Poster Presentation Annual Meetings of the Endocrine Society of Australia and Society for Reproductive Biology and Australia and New Zealand Bone and Mineral Society 2016

Monosodium urate crystal-induced inflammation promotes osteocyte expression of pro-resorptive and inflammatory mediators: implications for erosive gout (#298)

Ashika Chhana 1 , Mei Lin Tay 1 , Bregina Pool 1 , Karen E Callon 1 , David Musson 1 , Dorit Naot 1 , Greg Gamble 1 , Jillian Cornish 1 , Nicola Dalbeth 1
  1. University of Auckland, Auckland, N/A, New Zealand

Background:  Gout is caused by the interactions between monosodium urate (MSU) crystals and immune cells.  Bone erosion in advanced gout is associated with tophi; lesions comprising of inflammatory cells surrounding collections of MSU crystals, often observed in subchondral bone.  This study investigated the direct effects of MSU crystals and indirect effects of MSU crystal-induced inflammation on osteocyte gene expression in vitro.

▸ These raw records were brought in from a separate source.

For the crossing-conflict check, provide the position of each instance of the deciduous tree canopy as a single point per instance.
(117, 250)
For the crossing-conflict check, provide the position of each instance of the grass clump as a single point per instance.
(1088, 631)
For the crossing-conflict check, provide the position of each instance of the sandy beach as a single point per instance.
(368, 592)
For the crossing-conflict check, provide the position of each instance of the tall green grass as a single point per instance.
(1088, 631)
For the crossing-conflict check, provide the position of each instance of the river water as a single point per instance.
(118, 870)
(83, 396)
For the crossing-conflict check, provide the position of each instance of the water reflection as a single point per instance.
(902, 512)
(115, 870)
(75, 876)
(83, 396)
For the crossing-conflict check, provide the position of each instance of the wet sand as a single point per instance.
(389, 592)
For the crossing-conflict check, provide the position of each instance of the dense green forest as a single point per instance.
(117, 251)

Methods:  For the direct assays, MSU crystals (0.1mg/mL) were added to MLO-Y4 osteocyte-like cells for 1h, 6h and 24h.  For the indirect assays, RAW264.7 macrophage-like cells were cultured with MSU crystals (0.5mg/mL) for 24h and conditioned media harvested and filtered.  The MSU crystal-exposed conditioned media or conditioned media from untreated RAW264.7 cells (control) was added to MLO-Y4 cultures (40%) for 1h, 6h and 24h.  Changes in MLO-Y4 gene expression were examined using real-time PCR.  The relationship between osteocytes, MSU crystals and macrophages in erosive gout was examined by polarizing light microscopy and CD68 immunohistochemistry in joint samples obtained from cadaveric donors with crystal-proven gout.

Results:  In direct assays, MSU crystals alone did not change E11, connexin43, ORP150, osteocalcin, RANKL or OPG expression in MLO-Y4 cells.  Expression of inflammatory mediators was also unchanged.  In contrast, addition of conditioned media from MSU crystal-exposed RAW264.7 cells increased E11, connexin43 and RANKL expression, and reduced OPG expression in MLO-Y4 cells.  Upregulated expression of inflammatory genes IL-1β, IL-6, IL-8, IL-11, TNF-α and cyclooxygenase-2 was also observed.  In histological analysis of joint samples affected by gout, numerous CD68+ macrophages and MSU crystals were identified in proximity to osteocytes within bone.                  

Conclusions: MSU crystals do not directly affect osteocyte-related gene expression.  However, inflammation resulting from interactions between MSU crystals and immune cells may increase osteocyte expression of pro-resorptive and inflammatory mediators, which may affect local bone remodeling in joints affected by gout.